The drug companies have threatened to make Californians miserable if Prop. 61 wins. If approved, the drug companies warn they will 1) initiate cost-shifting (charging other customers more to make up for the revenues lost in selling to California state government); 2) cut their R&D budgets to make ends meet and thus damage their ability to design a new generation of wonder drugs; and/or 3) boost the prices they charge the DVA to nullify the benefits of the California reform measure.
But California voters should not be intimidated by drug company bullying.
The fact is that when Kaiser which currently insures nearly 25 percent of all Californians uses its marketshare to negotiate drug discounts, it is considered good free market business savvy, but when either Medicare or the state of California attempts to do the same, it is considered government interference.
If there’s going to be price-shifting it will only happen because of drug company greed, not because of drug company need. Big Pharma is rolling in dough and are not going to collapse if some reasonable price controls are enacted in California.

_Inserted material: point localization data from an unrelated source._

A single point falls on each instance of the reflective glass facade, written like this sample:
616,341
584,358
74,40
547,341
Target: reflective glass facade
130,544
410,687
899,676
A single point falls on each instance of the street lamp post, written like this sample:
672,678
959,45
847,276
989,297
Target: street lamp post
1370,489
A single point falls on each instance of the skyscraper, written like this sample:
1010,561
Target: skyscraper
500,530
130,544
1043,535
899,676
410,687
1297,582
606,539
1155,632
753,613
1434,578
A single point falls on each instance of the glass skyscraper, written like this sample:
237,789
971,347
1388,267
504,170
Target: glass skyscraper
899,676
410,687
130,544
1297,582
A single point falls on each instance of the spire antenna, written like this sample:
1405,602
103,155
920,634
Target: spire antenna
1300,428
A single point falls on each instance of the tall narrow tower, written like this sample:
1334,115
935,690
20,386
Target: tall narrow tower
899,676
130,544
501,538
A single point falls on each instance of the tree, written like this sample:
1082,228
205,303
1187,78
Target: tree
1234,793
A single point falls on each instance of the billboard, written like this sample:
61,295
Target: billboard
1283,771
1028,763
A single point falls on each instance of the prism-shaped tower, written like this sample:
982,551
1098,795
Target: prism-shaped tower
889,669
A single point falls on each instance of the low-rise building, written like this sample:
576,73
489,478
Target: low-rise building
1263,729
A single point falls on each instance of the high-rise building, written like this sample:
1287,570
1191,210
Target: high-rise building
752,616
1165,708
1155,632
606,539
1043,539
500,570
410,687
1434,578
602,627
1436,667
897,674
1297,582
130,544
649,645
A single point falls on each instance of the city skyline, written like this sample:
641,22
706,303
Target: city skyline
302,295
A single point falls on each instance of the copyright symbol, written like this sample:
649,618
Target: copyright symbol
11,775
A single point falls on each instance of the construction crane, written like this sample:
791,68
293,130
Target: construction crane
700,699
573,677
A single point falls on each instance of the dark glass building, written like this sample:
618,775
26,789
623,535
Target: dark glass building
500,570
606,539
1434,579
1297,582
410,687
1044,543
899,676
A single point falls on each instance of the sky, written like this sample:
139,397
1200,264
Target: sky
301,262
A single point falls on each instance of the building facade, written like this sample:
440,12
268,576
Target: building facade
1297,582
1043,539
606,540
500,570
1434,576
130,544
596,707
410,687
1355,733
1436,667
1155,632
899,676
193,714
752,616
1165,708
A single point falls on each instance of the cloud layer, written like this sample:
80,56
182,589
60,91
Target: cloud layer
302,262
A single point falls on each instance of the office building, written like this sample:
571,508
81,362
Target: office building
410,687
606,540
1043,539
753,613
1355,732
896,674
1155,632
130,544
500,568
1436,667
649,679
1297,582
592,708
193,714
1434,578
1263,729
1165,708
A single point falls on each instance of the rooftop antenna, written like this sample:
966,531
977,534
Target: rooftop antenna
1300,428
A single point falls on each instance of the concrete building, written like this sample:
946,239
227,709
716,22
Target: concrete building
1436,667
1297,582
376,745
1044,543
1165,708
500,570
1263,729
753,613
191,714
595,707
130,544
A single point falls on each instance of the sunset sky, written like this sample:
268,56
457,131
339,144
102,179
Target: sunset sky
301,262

The drug companies’ claim Prop. 61 will force them to slash their R&D budgets to make ends meet is also phony. In fact, drug companies spend less than two percent of their revenues to create new drugs and as much as 80 percent of the cost of basic drug research is taxpayer-funded anyway. Just recently, a new prostate cancer drug called Xtandi, which was discovered using taxpayer-funded grants, was sold by UCLA to big Pharma for over $1 Billion and already costs patients $129,000 a year.
Finally, Big Pharma’s veiled threats to hold veterans hostage to protect itself from Prop. 61 is morally revolting. And it’s an empty threat. Federal law is clear: the drug companies cannot arbitrarily raise the prices they charge DVA. But, in reality, the VA drug formulary is relatively limited and Medicaid-HMOs will not be excluded, so Prop 61 is really more of a small overall step to address our grossly broken system.
So, why are the drug companies so scared and desperate? They understand that the only prescription that can break the stronghold of their lobbying efforts is when citizens bypass their beholden legislators to pass an initiative. Thus they fear passage of Prop. 61 in California will spark a “prairie fire” of reform that will spread across the nation. We hope they are right.
Dr. Paul Y. Song is a physician, healthcare activist, and co-chair of the Campaign for a Healthy California.